Sens. Dianne Feinstein (D-Calif.) and Saxby Chambliss (R-Ga.), chairman and vice chairman of the Senate Intelligence Committee, previously circulated the bill’s text in April. At the time, Reps. Mike Rogers (R-Mich.), chairman of the House Intelligence Committee, and Dutch Ruppersberger (D-Md.), the ranking member, expressed their support for the bill. The congressman released a second endorsement of the bill on Tuesday.

“We are confident that a final bill that enhances our security while protecting privacy and civil liberties can be worked out quickly in conference,” they said in a statement.

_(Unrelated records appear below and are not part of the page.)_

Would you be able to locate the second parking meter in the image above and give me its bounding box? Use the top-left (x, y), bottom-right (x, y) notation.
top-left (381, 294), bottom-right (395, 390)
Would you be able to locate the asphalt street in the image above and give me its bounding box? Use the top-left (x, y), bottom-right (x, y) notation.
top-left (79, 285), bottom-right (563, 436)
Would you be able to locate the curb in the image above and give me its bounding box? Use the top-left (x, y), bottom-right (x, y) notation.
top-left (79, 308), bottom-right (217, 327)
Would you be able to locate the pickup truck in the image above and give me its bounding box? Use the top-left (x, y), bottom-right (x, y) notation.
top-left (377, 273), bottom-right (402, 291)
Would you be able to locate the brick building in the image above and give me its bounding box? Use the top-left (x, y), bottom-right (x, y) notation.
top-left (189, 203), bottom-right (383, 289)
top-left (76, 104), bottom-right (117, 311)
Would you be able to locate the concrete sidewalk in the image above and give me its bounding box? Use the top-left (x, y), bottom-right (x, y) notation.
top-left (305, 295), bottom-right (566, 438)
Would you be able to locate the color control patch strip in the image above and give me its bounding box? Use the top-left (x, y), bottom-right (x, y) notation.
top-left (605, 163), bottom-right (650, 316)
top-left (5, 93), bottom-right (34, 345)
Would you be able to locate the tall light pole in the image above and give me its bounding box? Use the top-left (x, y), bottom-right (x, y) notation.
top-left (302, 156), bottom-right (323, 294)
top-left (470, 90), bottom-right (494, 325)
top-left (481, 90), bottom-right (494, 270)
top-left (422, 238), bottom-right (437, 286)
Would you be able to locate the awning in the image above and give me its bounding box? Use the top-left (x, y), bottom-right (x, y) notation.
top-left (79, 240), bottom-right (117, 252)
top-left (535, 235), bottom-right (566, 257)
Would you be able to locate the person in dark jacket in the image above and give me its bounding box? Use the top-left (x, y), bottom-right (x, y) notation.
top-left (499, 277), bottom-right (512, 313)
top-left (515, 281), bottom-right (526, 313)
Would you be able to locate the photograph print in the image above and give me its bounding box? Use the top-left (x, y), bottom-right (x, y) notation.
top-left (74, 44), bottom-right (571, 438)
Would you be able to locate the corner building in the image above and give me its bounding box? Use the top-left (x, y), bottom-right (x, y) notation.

Both liability and privacy proved major sticking points for failed cyber laws over the past several years. Gridlock in congress provoked the Obama administration’s executive order on protecting critical infrastructure and the resulting Cybersecurity Framework. Like those measures, this latest bill encourages information sharing but does not require it. However, experts suggest that liability and privacy protections are the incentives needed to eliminate the private sector’s resistance to sharing data with the federal government.

“If incentives were not necessary, than we would already have some of this stuff,” Venable LLP partner Jamie Barnett said in an interview with Defense Daily earlier this year.

Barnett and many others in the cyber community have actively encouraged legislation–from providing legal protections to giving tax breaks to firm’s that invest in their own cybersecurity. Barnett believes the information sharing controversies that have stymied the growth of the cybersecurity market.

“We’re stuck right now on information sharing bills on the Hill. That’s good but it’s a far cry from what we need,” he said.